### Home > CALC > Chapter 3 > Lesson 3.3.3 > Problem3-117

3-117.

Sketch a function $f(x)$ for which the following is true about its slope function $f^\prime(x)$.

• For $x < −3$, $f^\prime(x) > 0$ and the slope is increasing.

• For $−3 < x < −1$, $f^\prime(x) > 0$ and the slope is decreasing.

• At $x = −1$, $f^\prime(x)= 0$.

• For $x > −1$, $f^\prime(x) < 0$ and the derivative is decreasing.

Be careful! The clues give information about $f^\prime(x)$, but you are asked to sketch $f(x)$.

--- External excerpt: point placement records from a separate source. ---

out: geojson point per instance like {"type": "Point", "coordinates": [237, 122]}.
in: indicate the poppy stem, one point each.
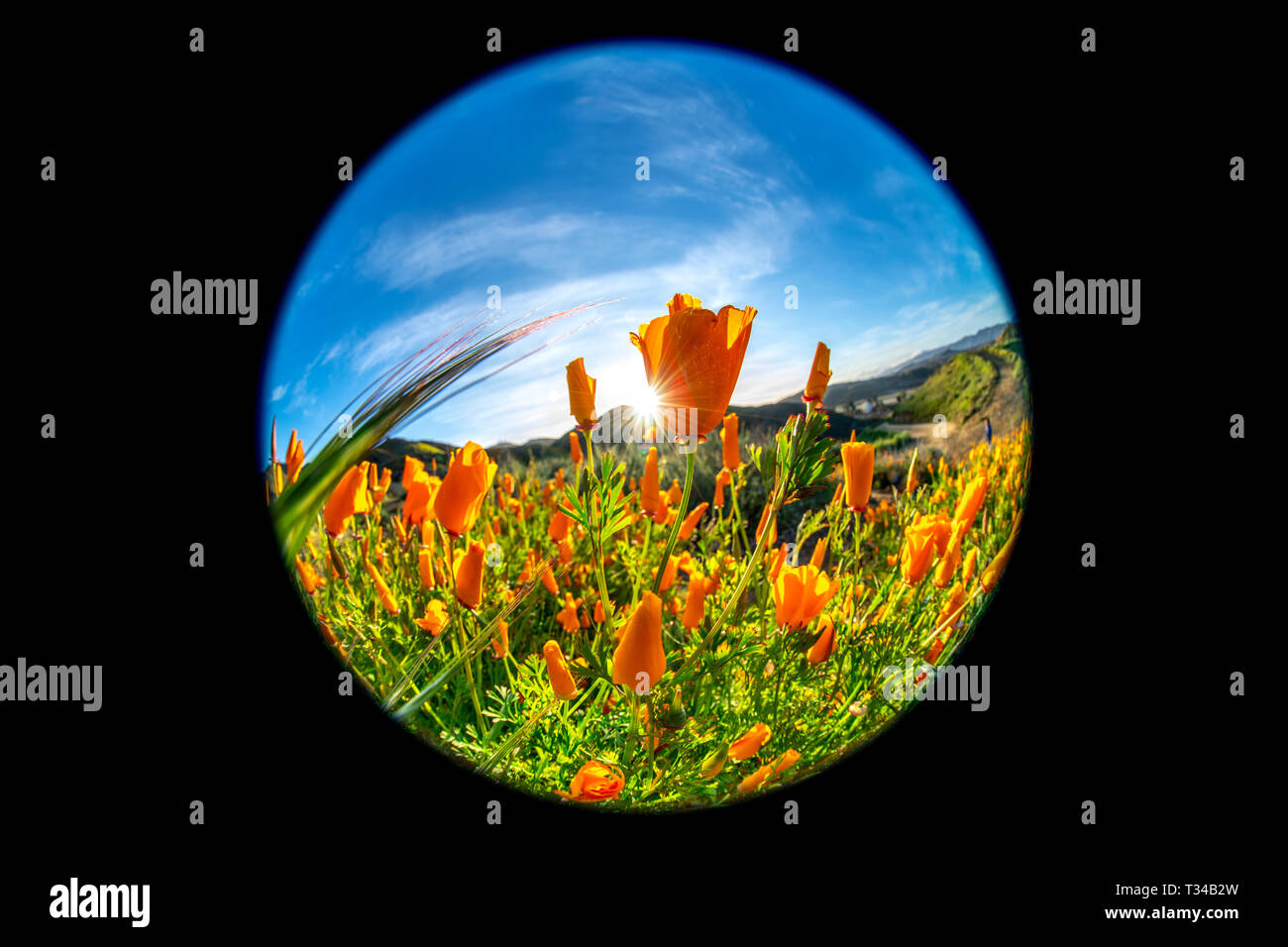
{"type": "Point", "coordinates": [690, 462]}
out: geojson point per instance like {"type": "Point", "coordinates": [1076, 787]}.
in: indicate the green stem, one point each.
{"type": "Point", "coordinates": [690, 462]}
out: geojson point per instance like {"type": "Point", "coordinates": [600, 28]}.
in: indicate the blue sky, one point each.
{"type": "Point", "coordinates": [760, 179]}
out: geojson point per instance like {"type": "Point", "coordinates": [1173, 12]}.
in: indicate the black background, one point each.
{"type": "Point", "coordinates": [1109, 684]}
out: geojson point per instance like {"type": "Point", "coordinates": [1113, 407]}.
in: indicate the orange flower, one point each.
{"type": "Point", "coordinates": [990, 577]}
{"type": "Point", "coordinates": [754, 781]}
{"type": "Point", "coordinates": [419, 502]}
{"type": "Point", "coordinates": [800, 594]}
{"type": "Point", "coordinates": [558, 527]}
{"type": "Point", "coordinates": [969, 566]}
{"type": "Point", "coordinates": [692, 521]}
{"type": "Point", "coordinates": [640, 650]}
{"type": "Point", "coordinates": [858, 459]}
{"type": "Point", "coordinates": [918, 552]}
{"type": "Point", "coordinates": [773, 527]}
{"type": "Point", "coordinates": [386, 598]}
{"type": "Point", "coordinates": [825, 643]}
{"type": "Point", "coordinates": [694, 604]}
{"type": "Point", "coordinates": [692, 361]}
{"type": "Point", "coordinates": [649, 497]}
{"type": "Point", "coordinates": [973, 497]}
{"type": "Point", "coordinates": [548, 579]}
{"type": "Point", "coordinates": [459, 499]}
{"type": "Point", "coordinates": [819, 373]}
{"type": "Point", "coordinates": [348, 497]}
{"type": "Point", "coordinates": [469, 575]}
{"type": "Point", "coordinates": [294, 458]}
{"type": "Point", "coordinates": [750, 742]}
{"type": "Point", "coordinates": [308, 577]}
{"type": "Point", "coordinates": [425, 561]}
{"type": "Point", "coordinates": [595, 783]}
{"type": "Point", "coordinates": [786, 761]}
{"type": "Point", "coordinates": [567, 616]}
{"type": "Point", "coordinates": [722, 479]}
{"type": "Point", "coordinates": [501, 643]}
{"type": "Point", "coordinates": [436, 617]}
{"type": "Point", "coordinates": [581, 394]}
{"type": "Point", "coordinates": [561, 681]}
{"type": "Point", "coordinates": [729, 442]}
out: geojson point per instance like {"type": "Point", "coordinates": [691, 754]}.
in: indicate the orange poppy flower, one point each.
{"type": "Point", "coordinates": [436, 617]}
{"type": "Point", "coordinates": [858, 460]}
{"type": "Point", "coordinates": [750, 742]}
{"type": "Point", "coordinates": [469, 575]}
{"type": "Point", "coordinates": [348, 497]}
{"type": "Point", "coordinates": [800, 594]}
{"type": "Point", "coordinates": [729, 442]}
{"type": "Point", "coordinates": [595, 783]}
{"type": "Point", "coordinates": [649, 493]}
{"type": "Point", "coordinates": [694, 603]}
{"type": "Point", "coordinates": [692, 521]}
{"type": "Point", "coordinates": [692, 361]}
{"type": "Point", "coordinates": [561, 681]}
{"type": "Point", "coordinates": [640, 648]}
{"type": "Point", "coordinates": [819, 373]}
{"type": "Point", "coordinates": [459, 499]}
{"type": "Point", "coordinates": [581, 394]}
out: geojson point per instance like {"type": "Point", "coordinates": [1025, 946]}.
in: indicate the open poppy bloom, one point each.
{"type": "Point", "coordinates": [593, 783]}
{"type": "Point", "coordinates": [692, 361]}
{"type": "Point", "coordinates": [800, 594]}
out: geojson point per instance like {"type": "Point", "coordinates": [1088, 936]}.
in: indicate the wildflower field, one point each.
{"type": "Point", "coordinates": [629, 629]}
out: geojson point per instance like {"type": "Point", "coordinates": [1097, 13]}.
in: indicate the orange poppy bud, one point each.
{"type": "Point", "coordinates": [567, 616]}
{"type": "Point", "coordinates": [501, 642]}
{"type": "Point", "coordinates": [971, 499]}
{"type": "Point", "coordinates": [459, 499]}
{"type": "Point", "coordinates": [800, 594]}
{"type": "Point", "coordinates": [294, 458]}
{"type": "Point", "coordinates": [692, 521]}
{"type": "Point", "coordinates": [640, 650]}
{"type": "Point", "coordinates": [990, 577]}
{"type": "Point", "coordinates": [593, 783]}
{"type": "Point", "coordinates": [773, 527]}
{"type": "Point", "coordinates": [729, 442]}
{"type": "Point", "coordinates": [561, 681]}
{"type": "Point", "coordinates": [581, 395]}
{"type": "Point", "coordinates": [386, 598]}
{"type": "Point", "coordinates": [469, 575]}
{"type": "Point", "coordinates": [722, 479]}
{"type": "Point", "coordinates": [825, 643]}
{"type": "Point", "coordinates": [692, 360]}
{"type": "Point", "coordinates": [858, 460]}
{"type": "Point", "coordinates": [436, 617]}
{"type": "Point", "coordinates": [649, 497]}
{"type": "Point", "coordinates": [918, 552]}
{"type": "Point", "coordinates": [969, 566]}
{"type": "Point", "coordinates": [309, 579]}
{"type": "Point", "coordinates": [694, 604]}
{"type": "Point", "coordinates": [819, 373]}
{"type": "Point", "coordinates": [750, 742]}
{"type": "Point", "coordinates": [558, 528]}
{"type": "Point", "coordinates": [786, 761]}
{"type": "Point", "coordinates": [548, 579]}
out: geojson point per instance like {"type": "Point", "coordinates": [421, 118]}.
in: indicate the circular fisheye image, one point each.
{"type": "Point", "coordinates": [656, 428]}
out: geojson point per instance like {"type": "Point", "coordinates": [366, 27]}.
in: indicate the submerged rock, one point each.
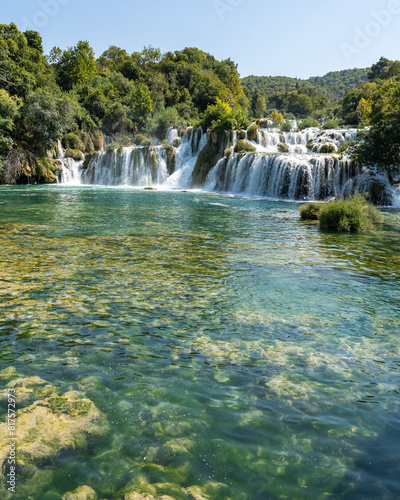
{"type": "Point", "coordinates": [50, 425]}
{"type": "Point", "coordinates": [81, 493]}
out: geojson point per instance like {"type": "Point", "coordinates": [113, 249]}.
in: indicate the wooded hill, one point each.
{"type": "Point", "coordinates": [333, 85]}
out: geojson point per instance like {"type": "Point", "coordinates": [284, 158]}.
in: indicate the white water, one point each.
{"type": "Point", "coordinates": [302, 174]}
{"type": "Point", "coordinates": [140, 166]}
{"type": "Point", "coordinates": [71, 170]}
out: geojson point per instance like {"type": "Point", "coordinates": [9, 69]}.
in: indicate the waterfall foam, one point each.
{"type": "Point", "coordinates": [311, 170]}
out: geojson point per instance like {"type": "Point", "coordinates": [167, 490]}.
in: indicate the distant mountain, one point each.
{"type": "Point", "coordinates": [333, 85]}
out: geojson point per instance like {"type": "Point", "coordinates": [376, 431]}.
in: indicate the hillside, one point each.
{"type": "Point", "coordinates": [333, 85]}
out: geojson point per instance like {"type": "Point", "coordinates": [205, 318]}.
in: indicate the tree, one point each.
{"type": "Point", "coordinates": [49, 116]}
{"type": "Point", "coordinates": [76, 65]}
{"type": "Point", "coordinates": [9, 107]}
{"type": "Point", "coordinates": [376, 70]}
{"type": "Point", "coordinates": [258, 104]}
{"type": "Point", "coordinates": [277, 118]}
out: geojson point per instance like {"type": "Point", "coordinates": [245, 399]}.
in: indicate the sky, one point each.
{"type": "Point", "coordinates": [265, 38]}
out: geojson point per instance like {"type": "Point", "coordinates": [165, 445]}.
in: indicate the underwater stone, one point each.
{"type": "Point", "coordinates": [81, 493]}
{"type": "Point", "coordinates": [51, 425]}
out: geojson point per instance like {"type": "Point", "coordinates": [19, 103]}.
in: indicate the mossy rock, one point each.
{"type": "Point", "coordinates": [310, 211]}
{"type": "Point", "coordinates": [244, 146]}
{"type": "Point", "coordinates": [97, 137]}
{"type": "Point", "coordinates": [378, 194]}
{"type": "Point", "coordinates": [72, 141]}
{"type": "Point", "coordinates": [43, 171]}
{"type": "Point", "coordinates": [81, 493]}
{"type": "Point", "coordinates": [52, 425]}
{"type": "Point", "coordinates": [206, 160]}
{"type": "Point", "coordinates": [88, 146]}
{"type": "Point", "coordinates": [252, 133]}
{"type": "Point", "coordinates": [75, 154]}
{"type": "Point", "coordinates": [142, 140]}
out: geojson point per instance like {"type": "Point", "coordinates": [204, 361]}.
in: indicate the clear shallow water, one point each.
{"type": "Point", "coordinates": [267, 352]}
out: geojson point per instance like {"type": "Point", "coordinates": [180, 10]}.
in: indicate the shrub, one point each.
{"type": "Point", "coordinates": [329, 124]}
{"type": "Point", "coordinates": [310, 211]}
{"type": "Point", "coordinates": [307, 123]}
{"type": "Point", "coordinates": [352, 214]}
{"type": "Point", "coordinates": [72, 141]}
{"type": "Point", "coordinates": [244, 146]}
{"type": "Point", "coordinates": [287, 126]}
{"type": "Point", "coordinates": [283, 147]}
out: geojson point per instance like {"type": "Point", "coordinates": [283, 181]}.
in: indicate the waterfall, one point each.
{"type": "Point", "coordinates": [70, 169]}
{"type": "Point", "coordinates": [310, 170]}
{"type": "Point", "coordinates": [290, 177]}
{"type": "Point", "coordinates": [148, 166]}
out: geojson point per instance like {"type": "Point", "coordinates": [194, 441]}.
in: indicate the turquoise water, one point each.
{"type": "Point", "coordinates": [227, 344]}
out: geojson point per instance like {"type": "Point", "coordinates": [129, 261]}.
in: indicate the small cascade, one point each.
{"type": "Point", "coordinates": [310, 168]}
{"type": "Point", "coordinates": [290, 177]}
{"type": "Point", "coordinates": [148, 166]}
{"type": "Point", "coordinates": [71, 170]}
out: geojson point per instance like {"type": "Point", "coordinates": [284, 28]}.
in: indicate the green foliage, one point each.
{"type": "Point", "coordinates": [9, 107]}
{"type": "Point", "coordinates": [49, 115]}
{"type": "Point", "coordinates": [221, 116]}
{"type": "Point", "coordinates": [376, 70]}
{"type": "Point", "coordinates": [163, 120]}
{"type": "Point", "coordinates": [277, 118]}
{"type": "Point", "coordinates": [243, 146]}
{"type": "Point", "coordinates": [309, 122]}
{"type": "Point", "coordinates": [310, 211]}
{"type": "Point", "coordinates": [351, 215]}
{"type": "Point", "coordinates": [72, 141]}
{"type": "Point", "coordinates": [333, 85]}
{"type": "Point", "coordinates": [76, 65]}
{"type": "Point", "coordinates": [75, 154]}
{"type": "Point", "coordinates": [330, 124]}
{"type": "Point", "coordinates": [349, 106]}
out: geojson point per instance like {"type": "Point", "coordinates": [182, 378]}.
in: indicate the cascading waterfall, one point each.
{"type": "Point", "coordinates": [310, 170]}
{"type": "Point", "coordinates": [71, 170]}
{"type": "Point", "coordinates": [148, 166]}
{"type": "Point", "coordinates": [294, 177]}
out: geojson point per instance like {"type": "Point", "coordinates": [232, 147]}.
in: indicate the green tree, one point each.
{"type": "Point", "coordinates": [49, 116]}
{"type": "Point", "coordinates": [376, 70]}
{"type": "Point", "coordinates": [76, 65]}
{"type": "Point", "coordinates": [258, 104]}
{"type": "Point", "coordinates": [9, 107]}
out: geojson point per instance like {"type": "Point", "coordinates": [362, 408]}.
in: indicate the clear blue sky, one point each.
{"type": "Point", "coordinates": [290, 37]}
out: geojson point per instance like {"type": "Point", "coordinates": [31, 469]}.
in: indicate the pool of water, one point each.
{"type": "Point", "coordinates": [228, 345]}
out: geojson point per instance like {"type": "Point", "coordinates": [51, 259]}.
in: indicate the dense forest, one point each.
{"type": "Point", "coordinates": [72, 96]}
{"type": "Point", "coordinates": [333, 85]}
{"type": "Point", "coordinates": [69, 94]}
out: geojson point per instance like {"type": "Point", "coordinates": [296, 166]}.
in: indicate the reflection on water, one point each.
{"type": "Point", "coordinates": [231, 350]}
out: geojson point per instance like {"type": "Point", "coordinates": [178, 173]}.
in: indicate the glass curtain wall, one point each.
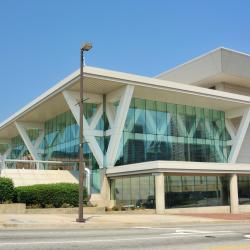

Translate: When $x$ is greater than $−3$, $f(x)$ is increasing and concave up.

Translate: When $x$ is in between $−3$ and $−1$, $f(x)$ is increasing and concave down.

Translate: When $x$ is exactly $−1$, $f(x)$ has reached a local maximum or minimum.

Translate: When $x$ is greater than $−1$, $f(x)$ is decreasing and concave down.

Remember that this graph is based on a slope statement. Without information about the exact $y$-values of $f(x)$,the entire sketch can be shifted vertically up or vertically down.